Don’t Try To Learn Reactive Programming, Reinvent It Inside Out With Signals
Sunday • July 20th 2025 • 10:13:21 pm
Learning operators is the biggest mistake you can make, you have to make your own Reactive Variables and Operators.
A reactive variable is one that broadcasts when it changes, that means it has an array of subscribers, functions called when value changes.
From an outside perspective, it is a function that listens to the change, if you make it return another Reactive Variable.
You just created a reactive operator, now whenever the first thing changes, everything down this Reactive Variable chain or tree will recalculate.
This is not, normal programming, this is programming that has been twisted and turned at strange angles.
The need for reactive programming is very real, when you convert variables that can be updated to reactive variables.
Whenever there is a change, your program automatically updates.
The change ripples through pipes, tress, or networks of functions, that add up to update the running program state.
When creating a layout engine for a game, or a user interface, you can’t just add heights to get the correct number.
Because when a height changes somewhere, perhaps from user resizing their window or webpage font.
You can’t do anything with that new value, you have to re-run your layout, re-render.
But when all the dynamic variables in your program, are Reactive Variables or Signals only wherever that value is used will change.
So if you have a stack of buttons in a box, and one of the buttons resizes, because its label wraps.
Only the part of your program, that initially calculated the box height, will re-run.
Because that calculation depends on all the heights of all the buttons, which are reactive variables.
Reactive Variables are Objects, which means they can do a lot more, than just hold a value, they can ask the browser what the value should be.
In deed, couple of days ago I created a “fake” Signal, or Reactive Variable, that does not accept a value, but an HTML element, something on a web page.
And it relies on the browser, to set its value, as it measures and continues observing dimension of an HTML element.

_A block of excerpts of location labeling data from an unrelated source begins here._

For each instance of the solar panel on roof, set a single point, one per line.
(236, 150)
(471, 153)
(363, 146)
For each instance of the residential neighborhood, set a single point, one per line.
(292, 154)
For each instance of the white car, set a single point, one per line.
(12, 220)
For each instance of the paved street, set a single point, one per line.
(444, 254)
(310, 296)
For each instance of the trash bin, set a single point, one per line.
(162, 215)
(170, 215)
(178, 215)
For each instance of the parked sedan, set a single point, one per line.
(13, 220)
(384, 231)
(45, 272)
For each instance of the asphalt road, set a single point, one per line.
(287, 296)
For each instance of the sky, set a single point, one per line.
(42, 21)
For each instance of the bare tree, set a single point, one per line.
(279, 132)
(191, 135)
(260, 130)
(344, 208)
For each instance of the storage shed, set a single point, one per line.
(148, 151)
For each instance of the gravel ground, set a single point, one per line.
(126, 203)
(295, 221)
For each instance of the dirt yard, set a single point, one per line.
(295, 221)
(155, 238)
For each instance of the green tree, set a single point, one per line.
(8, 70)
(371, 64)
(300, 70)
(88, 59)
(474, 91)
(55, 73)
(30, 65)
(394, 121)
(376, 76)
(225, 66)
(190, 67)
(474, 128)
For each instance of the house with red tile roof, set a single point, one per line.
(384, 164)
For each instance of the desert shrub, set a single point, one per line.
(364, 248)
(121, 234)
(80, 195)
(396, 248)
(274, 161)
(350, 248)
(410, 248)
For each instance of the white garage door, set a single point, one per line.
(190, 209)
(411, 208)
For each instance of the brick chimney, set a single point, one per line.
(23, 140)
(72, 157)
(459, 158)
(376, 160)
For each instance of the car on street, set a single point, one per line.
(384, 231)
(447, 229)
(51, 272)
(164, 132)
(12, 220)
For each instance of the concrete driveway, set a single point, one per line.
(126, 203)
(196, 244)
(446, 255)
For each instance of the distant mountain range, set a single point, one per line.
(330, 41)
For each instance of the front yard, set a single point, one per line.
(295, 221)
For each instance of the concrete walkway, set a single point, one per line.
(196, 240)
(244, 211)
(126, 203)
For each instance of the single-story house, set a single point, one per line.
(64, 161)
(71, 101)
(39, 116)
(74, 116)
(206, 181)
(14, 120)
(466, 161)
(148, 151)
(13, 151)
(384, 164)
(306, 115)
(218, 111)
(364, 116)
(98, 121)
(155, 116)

You can use that as a normal variable in your Reactive Operators, but it sets it self, and turns it self off when no longer listened to.

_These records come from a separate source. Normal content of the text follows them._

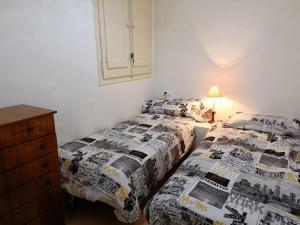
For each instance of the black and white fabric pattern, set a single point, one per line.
(235, 177)
(119, 166)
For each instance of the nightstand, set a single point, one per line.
(201, 130)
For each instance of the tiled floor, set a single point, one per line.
(87, 213)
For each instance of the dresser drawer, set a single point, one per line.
(24, 174)
(25, 194)
(45, 203)
(21, 154)
(25, 131)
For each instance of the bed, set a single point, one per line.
(121, 165)
(245, 172)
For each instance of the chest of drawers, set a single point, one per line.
(30, 192)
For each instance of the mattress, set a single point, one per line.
(235, 177)
(120, 166)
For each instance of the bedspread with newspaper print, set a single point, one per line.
(119, 166)
(235, 177)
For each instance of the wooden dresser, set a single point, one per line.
(30, 190)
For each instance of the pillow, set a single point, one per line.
(179, 107)
(265, 123)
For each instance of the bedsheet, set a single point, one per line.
(119, 166)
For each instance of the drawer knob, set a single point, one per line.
(45, 164)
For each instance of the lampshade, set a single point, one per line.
(214, 92)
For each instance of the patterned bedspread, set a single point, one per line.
(235, 177)
(119, 166)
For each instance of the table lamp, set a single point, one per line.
(214, 92)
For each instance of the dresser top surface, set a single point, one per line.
(18, 113)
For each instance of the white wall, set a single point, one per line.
(48, 58)
(250, 48)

Perhaps the most powerful feature, is being able to update your calculations, simply by throwing a new reactive variable into your signal set.
If you want to introduce a gap property to your button layout, you just add it in.

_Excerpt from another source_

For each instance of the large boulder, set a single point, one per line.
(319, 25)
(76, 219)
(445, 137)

In standard programming, you would worry what could break, in reactive programming the variables and calculations come first.
But what really speaks for reactive programming, is the result.
You go from 250 lines of “this will take a while to just grasp”, to 3 lines of code that will make your weaker co-wokers retire on the spot.
Some because of the beauty, but most just out of the intimidating strangeness of the code.
Which is why it is so amazing to start your programming journey, with asking AI to make you a simple and lightweight signal implementation.
That 1. ignores nullish values, 2. only notifies when the value changes, and 3. instantly executes the callback on subscription if the value is not nullish.
Tell it to use a Set for subscribers, and return an unsubscribe function from the subscription, for ultimate comfort.
And then you just ask it to extend your signal class with map, filter, scan or reduce, and combineLatest.
This could be as short as 30 lines of code, but you start learning programming right at it heart.
Becoming more and more powerful, with every new operator you study, comprehend, adopt or invent.
Up until you are just so OP (overpowered), that other programmers around you will seriously consider retirement.
To people who don’t know that they need to start with a lightweight Signal, and some base operators.
Reactive programming, is indistinguishable from powerful magic.